10. List purchase: Buying an e-mail list normally involves not only an exchange of money but also an actual handover of an e-mail list (a file). Buying a list means that you, the list buyer, actually purchased the list. It's yours. You can do with it as you please. (See "Buying an E-mail List vs. List Rental.") When is it okay to buy an e-mail list? Never! (Though some marketing lists are OK.)
11. List rental: As opposed to buying a list, renting a list does not allow for an exchange of list ownership. Instead, the list renter is merely using the list owner's e-mail addresses to send a targeted message. (See "Buying an E-mail List vs. List Rental.") List rentals can be very effective as long as clear expectations are set up front, and the subscribers receive value from the e-mail.
12. Open rate: Essentially, open rate is the number of e-mails opened compared with the number sent. In other words, if you send a campaign to a list of 100 addresses, and 22 e-mails were opened, you'd have a 22% open rate. Simple, right? Not so fast. Not all ESPs measure open rate the same way. Some count a click as an "open." Some count those delivered (sent minus bounced) as the denominator. It gets even stickier if you consider that "opens" are really just a measure of an e-mail that's rendered in one's inbox, and so does not necessarily mean the message has been read. (The industry is moving to standardize the way open rates are measured.) Before using open rate as a metric for success, be sure your business knows how it's being measured.
13. Permission-based e-mail marketing: Asking for, and obtaining, permission to e-mail subscribers is the basis of permission marketing. Most often, subscribers will check a box to give you consent (permission) to send them e-mails. Though not necessarily required by the CAN-SPAM Act of 2003, permission-based e-mail marketing is often a requirement of ESPs.

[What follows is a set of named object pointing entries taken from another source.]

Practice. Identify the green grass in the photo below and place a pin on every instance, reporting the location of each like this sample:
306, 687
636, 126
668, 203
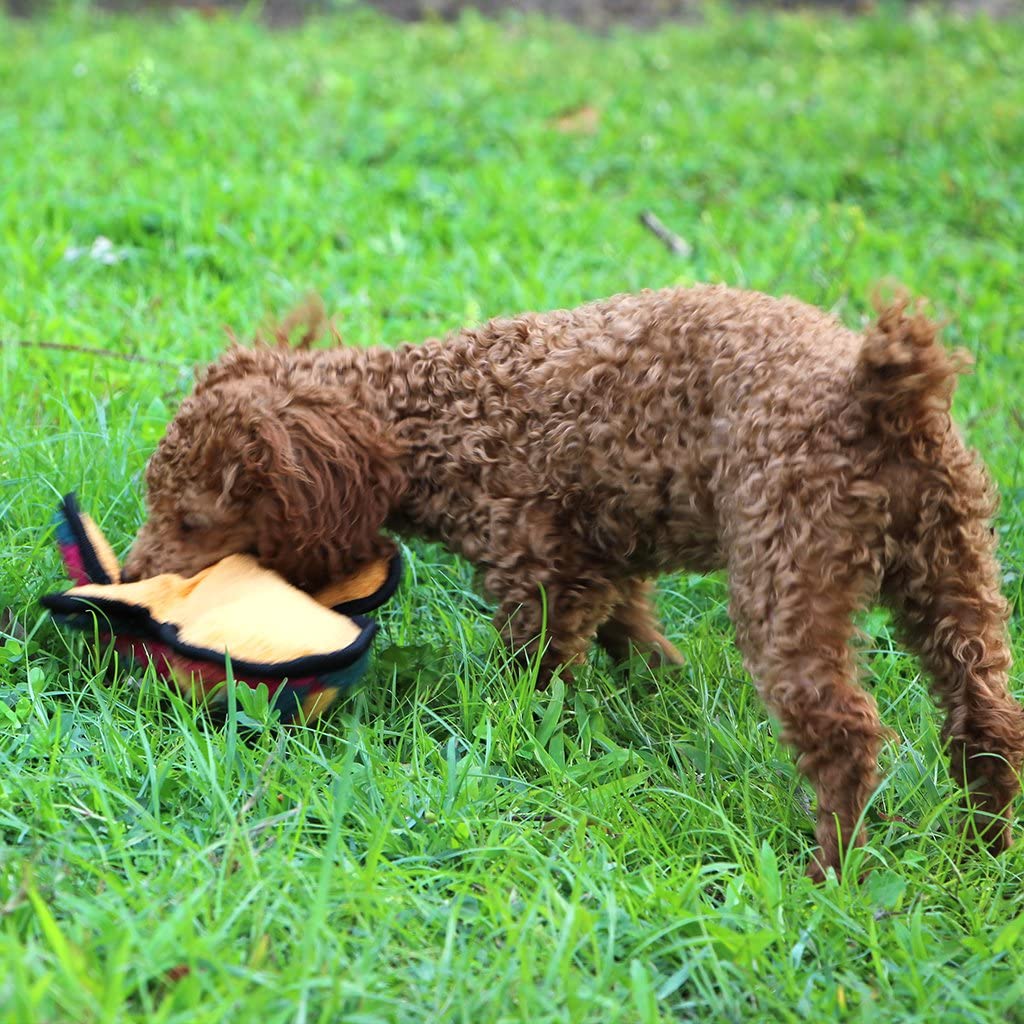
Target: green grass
452, 846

14. Soft bounce: A soft bounce is an e-mail that does not reach the intended recipient because of some temporary error. In server-speak, it's defined by any error code other than 5xx. Note that sometimes the mail server will not return an error code at all. Typically, soft bounces are due to full inboxes or temporary "hiccups" by mail servers or ISPs. Most ESPs will retry soft bounces after a specified period of time. Often, soft bounces eventually get delivered.
15. Spam: We all know spam when we see it. Typically, spam is e-mail that is unsolicited or e-mail that we didn't sign up (opt in) to receive. (In real life, however, spam is any e-mail that is unwanted.) Remember that the consumer ultimately determines whether your e-mail is spam.
16. Spamtrap/honeypot: These are old/inactive/unused e-mail addresses that are intentionally set up to catch spammers. If you have spamtrap/honeypot e-mail addresses on your list, it may be time to review your process for growing your e-mail list. Having spamtrap/honeypot e-mail addresses is a red flag to ISPs that you are a spammer.
17. Whitelist: A whitelist is a list of "approved" IP addresses and senders. If an Internet service provider (ISP) has whitelisted an IP address, it is more likely to accept incoming e-mail from that address. Having your sending IP address whitelisted does not guarantee that your e-mail will be delivered 100% of the time.